Winter was quiet for a few seconds before he told Alexa what had been troubling him for some time now.
“A year ago I was in Rogers, Arkansas, consulting with Wal-Mart’s security director about executive protection in other parts of the world. After I got to the airport, a man I’d never seen before sat down beside me. He started a conversation about Wal-Mart before he told me that if he was Paulus Styer, I’d be dead. He told me he was delivering a message for the people who wanted to find Styer. He told me that Styer killed the Russian KGB colonel who trained Styer, a man who was a father figure to him-the man who had betrayed him. Styer was no longer connected to any organization and was without the restraints that brings.”
“Why did the colonel betray Styer?”
“The CIA cut him a deal for Styer’s head because he made them look bad by killing people they were protecting.”
“Anyway, this colonel was paranoid and he knew Styer better than anybody. He was heavily guarded. One night he goes to bed with a young woman. There are guards just outside the room. In the morning they open the bathroom door to find the colonel has been skinned alive. The woman was in bed asleep. Styer left behind a single red toothpick soaked in clove oil. He is still being paid to kill, but nobody knows who’s paying him. I’m wondering if Styer found out about that cutout I met in Arkansas. Why else would he have shown up? The way we left it…”

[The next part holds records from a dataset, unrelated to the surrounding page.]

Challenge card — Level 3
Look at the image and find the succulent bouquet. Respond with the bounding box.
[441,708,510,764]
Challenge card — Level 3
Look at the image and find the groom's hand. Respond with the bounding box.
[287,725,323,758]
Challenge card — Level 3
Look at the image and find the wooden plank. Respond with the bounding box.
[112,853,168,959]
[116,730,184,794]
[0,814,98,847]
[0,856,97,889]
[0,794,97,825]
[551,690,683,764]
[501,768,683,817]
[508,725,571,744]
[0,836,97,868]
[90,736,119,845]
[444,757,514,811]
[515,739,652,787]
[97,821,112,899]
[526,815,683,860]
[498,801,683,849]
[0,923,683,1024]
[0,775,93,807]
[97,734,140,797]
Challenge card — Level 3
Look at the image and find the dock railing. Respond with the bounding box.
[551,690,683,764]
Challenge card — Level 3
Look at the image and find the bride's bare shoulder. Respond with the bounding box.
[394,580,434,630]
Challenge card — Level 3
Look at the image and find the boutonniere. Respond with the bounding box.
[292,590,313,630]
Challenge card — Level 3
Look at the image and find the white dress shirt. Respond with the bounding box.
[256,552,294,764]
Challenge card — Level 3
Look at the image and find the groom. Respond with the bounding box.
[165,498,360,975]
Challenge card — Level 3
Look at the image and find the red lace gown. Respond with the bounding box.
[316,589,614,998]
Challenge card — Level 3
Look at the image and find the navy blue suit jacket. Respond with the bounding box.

“You said, if you left him alone, he’d do the same.”
“I made a deal with the devil, and based on what I know about him, he’d have kept it. At least I always believed he would. If I’d wanted to track him, it would have been all but impossible for me.”
“You saying he’s an honorable man?”
“No. Well, yes, I guess I am. Maybe I misread him, but I thought there was a glimmer of some kind of honor or decency in him. That maybe leaving me alone was a way to atone for what he’d done to Hank and Millie Trammel. But maybe he always planned to come after me, and this was his opportunity.”
Alexa said, “Hatcher’s call is still bugging me. There’s no way he should have known about my request for intel on RRI. I called Louis, and Louis called me back. He told me that there was no active file on RRI. If so, why did Hatcher call me? And I’m sure he already knew you were here.”
“You think he’s been listening in?”
“If that’s the case, I’m worried on lots of levels.”
Winter said, “J. Edgar is alive and kicking.”
“You should worry about Brad,” she said. “He’s way out of his element here. No matter what you’ve told him about Styer, he has no frame of reference for a man like that.”
Winter shrugged. “All I know is this is my opportunity to stop Styer.”
Alexa shook her head slowly.
“We should get some rest,” Winter told Alexa.
“Massey, just do your ripping-shit-apart thing. I got your back,” Alexa said, slapping his foot playfully.
You always have, he thought, smiling.